# AIM offline, Internet online, screen name is valid



## appleswitch (Apr 10, 2005)

AIM offline, Internet online, screen name is valid

I am able to get online just fine but, when it comes to using AIM, MSN or any other chat software, I get refused by the host or I'm told that I'm not onine. The screenname works and I can log in on other computrers In the house


----------



## YeeFam (Nov 19, 2004)

I don't use chat - but first thing comes to mide is the firewall- maybe it is blocking some of the ports.

Did you try turning off the firewall and do a guick test?

If it works, I guess we have to figure out the ports you need to open up (thus why when we "secure" computer systems- chat is one of the things wee do not allow)

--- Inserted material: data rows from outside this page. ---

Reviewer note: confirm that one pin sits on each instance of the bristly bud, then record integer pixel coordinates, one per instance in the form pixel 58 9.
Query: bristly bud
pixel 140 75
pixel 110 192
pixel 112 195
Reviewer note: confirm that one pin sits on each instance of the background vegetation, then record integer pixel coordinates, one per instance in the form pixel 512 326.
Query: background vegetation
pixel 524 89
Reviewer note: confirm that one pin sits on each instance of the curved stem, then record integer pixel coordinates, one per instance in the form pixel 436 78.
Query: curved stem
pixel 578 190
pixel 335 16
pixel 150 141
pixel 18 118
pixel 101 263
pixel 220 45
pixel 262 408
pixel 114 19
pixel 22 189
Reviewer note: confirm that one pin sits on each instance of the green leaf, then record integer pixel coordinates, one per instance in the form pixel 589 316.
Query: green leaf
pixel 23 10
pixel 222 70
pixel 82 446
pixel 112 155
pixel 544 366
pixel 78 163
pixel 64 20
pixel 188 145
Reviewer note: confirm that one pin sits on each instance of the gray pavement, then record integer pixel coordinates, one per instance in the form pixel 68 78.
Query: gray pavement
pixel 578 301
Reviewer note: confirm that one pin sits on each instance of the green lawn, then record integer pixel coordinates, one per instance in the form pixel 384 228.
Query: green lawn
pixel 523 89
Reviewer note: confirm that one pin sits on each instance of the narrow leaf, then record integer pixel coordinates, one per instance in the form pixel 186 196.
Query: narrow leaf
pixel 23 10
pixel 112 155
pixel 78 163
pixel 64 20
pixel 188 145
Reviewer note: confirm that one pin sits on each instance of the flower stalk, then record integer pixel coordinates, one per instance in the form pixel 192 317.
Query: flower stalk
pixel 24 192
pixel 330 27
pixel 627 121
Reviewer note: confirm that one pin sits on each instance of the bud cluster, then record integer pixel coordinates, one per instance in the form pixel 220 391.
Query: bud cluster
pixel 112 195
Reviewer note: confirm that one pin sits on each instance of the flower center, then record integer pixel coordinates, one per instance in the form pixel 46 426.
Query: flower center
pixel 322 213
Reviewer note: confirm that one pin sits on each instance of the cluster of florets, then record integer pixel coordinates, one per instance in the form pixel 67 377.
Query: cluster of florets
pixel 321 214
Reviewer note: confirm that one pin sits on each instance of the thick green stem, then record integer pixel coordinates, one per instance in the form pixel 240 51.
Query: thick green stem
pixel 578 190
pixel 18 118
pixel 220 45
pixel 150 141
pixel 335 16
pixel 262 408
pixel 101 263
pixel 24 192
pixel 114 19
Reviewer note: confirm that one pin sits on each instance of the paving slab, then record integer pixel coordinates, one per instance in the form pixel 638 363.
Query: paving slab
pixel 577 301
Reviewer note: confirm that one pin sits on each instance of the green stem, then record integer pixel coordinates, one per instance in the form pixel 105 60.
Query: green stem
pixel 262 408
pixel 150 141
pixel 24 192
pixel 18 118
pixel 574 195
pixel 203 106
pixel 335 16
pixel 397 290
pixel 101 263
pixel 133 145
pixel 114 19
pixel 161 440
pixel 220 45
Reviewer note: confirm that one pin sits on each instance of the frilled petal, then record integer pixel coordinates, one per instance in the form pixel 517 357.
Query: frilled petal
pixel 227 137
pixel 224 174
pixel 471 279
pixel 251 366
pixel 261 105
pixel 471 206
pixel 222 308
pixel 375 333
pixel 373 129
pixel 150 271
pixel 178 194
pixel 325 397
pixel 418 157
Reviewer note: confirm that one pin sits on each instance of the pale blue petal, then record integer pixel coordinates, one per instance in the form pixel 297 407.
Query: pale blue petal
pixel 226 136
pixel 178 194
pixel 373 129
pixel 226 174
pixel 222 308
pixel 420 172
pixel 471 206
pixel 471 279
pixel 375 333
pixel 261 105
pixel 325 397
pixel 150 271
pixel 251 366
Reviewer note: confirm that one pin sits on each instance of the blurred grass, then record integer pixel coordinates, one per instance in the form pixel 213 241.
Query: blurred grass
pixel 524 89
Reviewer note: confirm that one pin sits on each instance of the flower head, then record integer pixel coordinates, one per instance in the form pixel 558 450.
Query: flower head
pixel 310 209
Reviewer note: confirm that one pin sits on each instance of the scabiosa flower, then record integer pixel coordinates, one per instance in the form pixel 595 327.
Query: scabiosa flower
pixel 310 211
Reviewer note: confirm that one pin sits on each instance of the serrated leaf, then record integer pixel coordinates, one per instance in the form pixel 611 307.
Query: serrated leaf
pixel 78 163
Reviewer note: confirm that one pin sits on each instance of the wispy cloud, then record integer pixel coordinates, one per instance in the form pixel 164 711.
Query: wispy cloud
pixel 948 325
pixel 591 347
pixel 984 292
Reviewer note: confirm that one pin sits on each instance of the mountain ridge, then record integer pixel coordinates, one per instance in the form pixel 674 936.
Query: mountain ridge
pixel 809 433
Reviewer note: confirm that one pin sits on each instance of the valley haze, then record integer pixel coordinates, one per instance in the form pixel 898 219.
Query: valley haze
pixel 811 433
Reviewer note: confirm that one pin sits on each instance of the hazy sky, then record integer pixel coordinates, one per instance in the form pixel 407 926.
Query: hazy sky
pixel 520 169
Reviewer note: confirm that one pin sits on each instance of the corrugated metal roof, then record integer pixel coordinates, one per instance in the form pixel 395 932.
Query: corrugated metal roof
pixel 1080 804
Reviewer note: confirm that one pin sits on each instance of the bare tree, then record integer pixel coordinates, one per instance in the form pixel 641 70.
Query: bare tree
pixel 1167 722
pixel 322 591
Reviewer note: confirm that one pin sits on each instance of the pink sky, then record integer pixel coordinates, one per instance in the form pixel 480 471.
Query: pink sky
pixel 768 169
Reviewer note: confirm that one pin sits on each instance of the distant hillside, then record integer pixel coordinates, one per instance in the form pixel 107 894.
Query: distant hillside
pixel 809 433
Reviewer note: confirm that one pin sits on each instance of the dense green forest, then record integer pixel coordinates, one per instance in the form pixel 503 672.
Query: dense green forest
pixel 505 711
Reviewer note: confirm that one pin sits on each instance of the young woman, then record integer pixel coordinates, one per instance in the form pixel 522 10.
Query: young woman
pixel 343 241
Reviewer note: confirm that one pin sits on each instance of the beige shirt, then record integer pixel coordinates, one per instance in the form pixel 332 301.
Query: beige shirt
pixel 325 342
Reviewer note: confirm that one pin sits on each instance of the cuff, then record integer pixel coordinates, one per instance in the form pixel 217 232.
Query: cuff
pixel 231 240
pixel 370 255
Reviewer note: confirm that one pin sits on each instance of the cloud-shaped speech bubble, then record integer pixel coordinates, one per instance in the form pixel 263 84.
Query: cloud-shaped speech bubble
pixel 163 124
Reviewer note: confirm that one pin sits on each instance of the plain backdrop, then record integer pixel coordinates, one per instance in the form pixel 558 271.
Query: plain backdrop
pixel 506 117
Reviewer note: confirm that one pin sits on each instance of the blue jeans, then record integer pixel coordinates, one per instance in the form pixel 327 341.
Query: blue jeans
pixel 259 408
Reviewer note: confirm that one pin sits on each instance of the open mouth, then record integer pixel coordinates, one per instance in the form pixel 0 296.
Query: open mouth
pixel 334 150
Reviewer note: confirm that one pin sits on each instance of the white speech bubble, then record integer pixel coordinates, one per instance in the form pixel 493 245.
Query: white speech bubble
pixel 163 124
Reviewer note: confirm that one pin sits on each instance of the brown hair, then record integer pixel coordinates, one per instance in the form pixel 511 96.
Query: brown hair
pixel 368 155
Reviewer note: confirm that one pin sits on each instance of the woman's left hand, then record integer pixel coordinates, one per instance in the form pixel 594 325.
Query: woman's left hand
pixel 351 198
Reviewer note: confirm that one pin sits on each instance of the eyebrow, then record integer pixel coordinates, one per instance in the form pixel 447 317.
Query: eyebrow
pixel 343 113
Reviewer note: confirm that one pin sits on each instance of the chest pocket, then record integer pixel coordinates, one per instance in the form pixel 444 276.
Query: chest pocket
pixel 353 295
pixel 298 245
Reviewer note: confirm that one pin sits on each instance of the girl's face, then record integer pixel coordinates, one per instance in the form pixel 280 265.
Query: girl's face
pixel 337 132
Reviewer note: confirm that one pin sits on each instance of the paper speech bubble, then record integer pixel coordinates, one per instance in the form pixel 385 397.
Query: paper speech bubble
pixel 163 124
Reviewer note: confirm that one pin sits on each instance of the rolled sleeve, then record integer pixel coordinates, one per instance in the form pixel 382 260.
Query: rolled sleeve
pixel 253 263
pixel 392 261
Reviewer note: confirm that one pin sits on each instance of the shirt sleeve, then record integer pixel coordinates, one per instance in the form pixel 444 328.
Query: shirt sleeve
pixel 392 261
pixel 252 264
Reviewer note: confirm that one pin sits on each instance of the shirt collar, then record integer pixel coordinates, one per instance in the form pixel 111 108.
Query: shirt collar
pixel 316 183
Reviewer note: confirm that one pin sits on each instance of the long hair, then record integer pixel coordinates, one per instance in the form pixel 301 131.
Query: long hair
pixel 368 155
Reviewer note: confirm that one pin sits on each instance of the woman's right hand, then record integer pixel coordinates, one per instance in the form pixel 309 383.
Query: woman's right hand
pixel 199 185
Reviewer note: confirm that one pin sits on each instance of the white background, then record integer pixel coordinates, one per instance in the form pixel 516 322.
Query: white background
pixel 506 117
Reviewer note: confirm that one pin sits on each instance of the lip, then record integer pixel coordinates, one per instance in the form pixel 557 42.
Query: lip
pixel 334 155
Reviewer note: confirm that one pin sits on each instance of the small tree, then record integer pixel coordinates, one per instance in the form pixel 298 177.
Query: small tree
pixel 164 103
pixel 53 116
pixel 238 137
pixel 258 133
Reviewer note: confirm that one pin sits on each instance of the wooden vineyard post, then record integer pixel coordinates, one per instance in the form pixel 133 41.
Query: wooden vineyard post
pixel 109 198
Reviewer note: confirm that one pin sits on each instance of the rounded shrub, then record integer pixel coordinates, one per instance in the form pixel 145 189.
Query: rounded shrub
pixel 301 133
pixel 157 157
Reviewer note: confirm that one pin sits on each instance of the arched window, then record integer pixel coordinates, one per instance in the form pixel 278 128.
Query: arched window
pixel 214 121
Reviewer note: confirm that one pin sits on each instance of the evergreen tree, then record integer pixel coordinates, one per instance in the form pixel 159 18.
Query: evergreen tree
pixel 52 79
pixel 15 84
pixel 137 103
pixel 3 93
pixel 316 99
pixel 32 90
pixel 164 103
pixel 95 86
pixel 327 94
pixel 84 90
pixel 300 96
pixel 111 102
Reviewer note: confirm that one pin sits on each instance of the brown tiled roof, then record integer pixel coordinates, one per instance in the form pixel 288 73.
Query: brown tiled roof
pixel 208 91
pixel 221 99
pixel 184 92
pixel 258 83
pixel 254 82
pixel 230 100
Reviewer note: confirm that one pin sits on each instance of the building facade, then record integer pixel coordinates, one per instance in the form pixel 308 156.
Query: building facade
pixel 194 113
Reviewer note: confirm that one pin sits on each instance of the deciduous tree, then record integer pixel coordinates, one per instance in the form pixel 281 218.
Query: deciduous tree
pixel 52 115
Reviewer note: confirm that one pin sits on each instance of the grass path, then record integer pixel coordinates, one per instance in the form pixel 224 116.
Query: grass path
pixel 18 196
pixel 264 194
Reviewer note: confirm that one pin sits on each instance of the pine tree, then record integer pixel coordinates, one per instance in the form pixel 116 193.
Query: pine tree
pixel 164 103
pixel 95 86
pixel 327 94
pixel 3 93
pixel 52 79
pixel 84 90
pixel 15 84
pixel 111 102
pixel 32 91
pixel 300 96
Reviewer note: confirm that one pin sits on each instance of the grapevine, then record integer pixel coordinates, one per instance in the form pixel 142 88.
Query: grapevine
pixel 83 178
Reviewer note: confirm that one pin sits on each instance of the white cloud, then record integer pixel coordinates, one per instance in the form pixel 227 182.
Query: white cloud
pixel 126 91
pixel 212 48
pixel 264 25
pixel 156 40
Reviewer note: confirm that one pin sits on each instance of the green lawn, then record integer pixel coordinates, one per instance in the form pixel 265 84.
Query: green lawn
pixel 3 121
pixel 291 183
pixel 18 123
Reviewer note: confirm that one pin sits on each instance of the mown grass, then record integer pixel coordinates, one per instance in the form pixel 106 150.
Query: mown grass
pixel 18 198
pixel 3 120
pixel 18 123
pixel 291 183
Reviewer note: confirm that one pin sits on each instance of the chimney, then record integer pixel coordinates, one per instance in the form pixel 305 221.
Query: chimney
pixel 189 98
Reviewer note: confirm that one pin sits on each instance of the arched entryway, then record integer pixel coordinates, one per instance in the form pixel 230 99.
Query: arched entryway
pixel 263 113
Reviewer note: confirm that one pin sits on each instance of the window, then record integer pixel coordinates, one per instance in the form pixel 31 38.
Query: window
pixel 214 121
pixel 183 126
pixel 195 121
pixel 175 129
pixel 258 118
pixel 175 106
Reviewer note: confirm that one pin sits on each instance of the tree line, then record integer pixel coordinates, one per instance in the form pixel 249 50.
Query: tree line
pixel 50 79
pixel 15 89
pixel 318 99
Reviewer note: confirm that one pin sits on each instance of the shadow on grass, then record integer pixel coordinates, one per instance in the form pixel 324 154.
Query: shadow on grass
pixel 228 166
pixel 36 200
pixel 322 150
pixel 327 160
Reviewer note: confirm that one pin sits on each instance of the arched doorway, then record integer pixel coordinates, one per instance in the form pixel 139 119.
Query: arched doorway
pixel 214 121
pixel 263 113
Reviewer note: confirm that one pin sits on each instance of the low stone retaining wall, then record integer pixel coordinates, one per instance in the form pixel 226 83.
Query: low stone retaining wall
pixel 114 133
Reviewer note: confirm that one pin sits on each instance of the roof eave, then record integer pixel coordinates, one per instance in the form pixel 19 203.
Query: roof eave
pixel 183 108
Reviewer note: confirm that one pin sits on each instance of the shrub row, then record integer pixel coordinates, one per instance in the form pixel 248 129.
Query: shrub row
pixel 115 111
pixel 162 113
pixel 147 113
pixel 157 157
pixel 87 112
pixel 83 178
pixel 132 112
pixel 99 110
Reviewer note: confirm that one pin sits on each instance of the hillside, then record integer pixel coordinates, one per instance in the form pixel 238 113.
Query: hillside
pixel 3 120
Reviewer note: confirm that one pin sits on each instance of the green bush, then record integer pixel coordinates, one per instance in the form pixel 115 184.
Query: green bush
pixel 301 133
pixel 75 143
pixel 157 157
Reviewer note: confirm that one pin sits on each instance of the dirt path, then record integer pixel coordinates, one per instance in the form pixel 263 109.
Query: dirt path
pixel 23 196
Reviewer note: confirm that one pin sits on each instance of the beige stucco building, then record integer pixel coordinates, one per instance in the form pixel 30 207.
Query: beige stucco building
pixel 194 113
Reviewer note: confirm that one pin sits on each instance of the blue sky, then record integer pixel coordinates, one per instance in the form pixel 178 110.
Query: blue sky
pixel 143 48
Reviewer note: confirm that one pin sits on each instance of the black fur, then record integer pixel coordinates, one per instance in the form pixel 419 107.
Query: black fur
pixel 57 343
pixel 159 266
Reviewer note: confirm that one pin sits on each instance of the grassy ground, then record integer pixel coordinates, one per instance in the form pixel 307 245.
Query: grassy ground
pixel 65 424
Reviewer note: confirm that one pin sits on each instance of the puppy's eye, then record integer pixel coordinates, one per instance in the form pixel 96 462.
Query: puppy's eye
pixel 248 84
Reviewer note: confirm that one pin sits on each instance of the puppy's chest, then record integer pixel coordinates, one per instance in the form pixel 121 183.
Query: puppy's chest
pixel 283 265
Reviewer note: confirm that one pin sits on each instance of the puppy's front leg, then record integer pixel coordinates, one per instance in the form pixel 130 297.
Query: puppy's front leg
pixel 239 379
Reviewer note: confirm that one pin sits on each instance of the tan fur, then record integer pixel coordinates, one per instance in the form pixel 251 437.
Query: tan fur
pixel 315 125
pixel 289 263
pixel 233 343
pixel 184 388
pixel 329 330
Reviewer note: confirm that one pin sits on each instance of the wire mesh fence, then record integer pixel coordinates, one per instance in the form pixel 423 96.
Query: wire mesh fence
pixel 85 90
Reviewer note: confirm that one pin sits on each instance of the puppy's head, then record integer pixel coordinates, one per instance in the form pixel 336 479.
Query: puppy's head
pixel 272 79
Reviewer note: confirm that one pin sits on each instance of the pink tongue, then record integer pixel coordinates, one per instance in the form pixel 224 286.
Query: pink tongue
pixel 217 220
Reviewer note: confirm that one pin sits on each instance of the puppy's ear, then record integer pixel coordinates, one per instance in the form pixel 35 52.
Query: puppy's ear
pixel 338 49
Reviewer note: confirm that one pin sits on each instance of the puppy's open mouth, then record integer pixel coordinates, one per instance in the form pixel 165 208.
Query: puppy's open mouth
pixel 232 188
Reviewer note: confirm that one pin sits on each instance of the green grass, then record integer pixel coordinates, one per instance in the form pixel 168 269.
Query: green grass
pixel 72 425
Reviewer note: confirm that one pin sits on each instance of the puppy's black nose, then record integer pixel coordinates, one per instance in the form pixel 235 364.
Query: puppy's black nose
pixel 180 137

So - how is Tiger looking?

And Welcome to TSF.


----------



## shuuhen (Sep 4, 2004)

What programs have you tried? Could you post the exact messages you are getting? As YeeFam said, it could be an issue with the configuration of a firewall.


----------



## appleswitch (Apr 10, 2005)

OK, I only have this problem on a computer I never use but Ill pass yalls Info to the guy with the same problem on Appleswitch. Tigers awsome, years ahead of windows but I dont have iChat AV on mine yet, I can't wait till It comes out and Im gone 4way video a bunch of people, Its gona be awsome. Get it in 16 days or wait a year and see windows try to rip it off. :laugh: (poor poor windows people, stuck in the past :grin: )


----------